Le parti allemand Die Linke s’affirme comme parti de guerre
Par Ulrich Rippert
18 octobre 2014
L’un des changements politiques les plus significatifs en Allemagne est l’intégration de Die Linke (La Gauche) dans la campagne de guerre du gouvernement.
Lorsque le président allemand Gauck et la direction de la coalition gouvernementale ont annoncé le retour à une politique de grande puissance au début de cette année, le parti Die Linke était déjà impliqué dans ce tournant de la politique étrangère.
Le représentant de ce parti au Comité parlementaire des Affaires étrangères, Stefan Liebich, fut parmi les cinquante politiciens de premier plan, journalistes, universitaires et représentants influents de l’armée et du patronat à avoir participé à l’élaboration du document de stratégie « Nouveau pouvoir, nouvelle responsabilité » sous la conduite de la fondation Stiftung Wissenschaft und Politik (SWP, Institut allemand pour les affaires internationales) et du laboratoire d’idées German Marshall Fund (GMF) sis à Washington.
Depuis lors, le parti soutient de plus en plus ouvertement la politique agressive du gouvernement. En avril, plusieurs députés de Die Linke avaient voté pour la première fois, au nom du désarmement et de la paix, en faveur d’une intervention de l’armée allemande en Syrie. Durant l’été, Gregor Gysi, fut l’un des premiers politiciens allemands à exiger la fourniture d’armes aux Kurdes et réclama une intervention massive des troupes de l’ONU. Ulla Jelpke, la porte-parole de la tendance Anti-Kapitalistische Linke (AKL, Gauche anticapitaliste), a attaqué le gouvernement sur sa droite lors d’une séance parlementaire consacrée à la fourniture d’armes allemandes à l’Irak, disant, « Nous demandons en fait bien plus pour l’Irak et la Syrie qu’il n’a été décidé ici. »

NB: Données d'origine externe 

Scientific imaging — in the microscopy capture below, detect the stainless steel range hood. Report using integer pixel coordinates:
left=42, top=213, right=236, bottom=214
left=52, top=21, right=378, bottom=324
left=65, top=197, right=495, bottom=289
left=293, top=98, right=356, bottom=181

La semaine passée, quatorze politiciens influents du parti Die Linke ont publié une déclaration intitulée « Sauver Kobané » qui appelait à une importante intervention militaire contre l’Etat islamique en Irak et au Levant (EI). Douze membres du groupe parlementaire de Die Linke, dont le vice-président du groupe, Dietmar Bartsch, Jan Korte, la vice-présidente du parlement Petra Pau, et bien sûr, Stefan Liebich, figuraient parmi les signataires.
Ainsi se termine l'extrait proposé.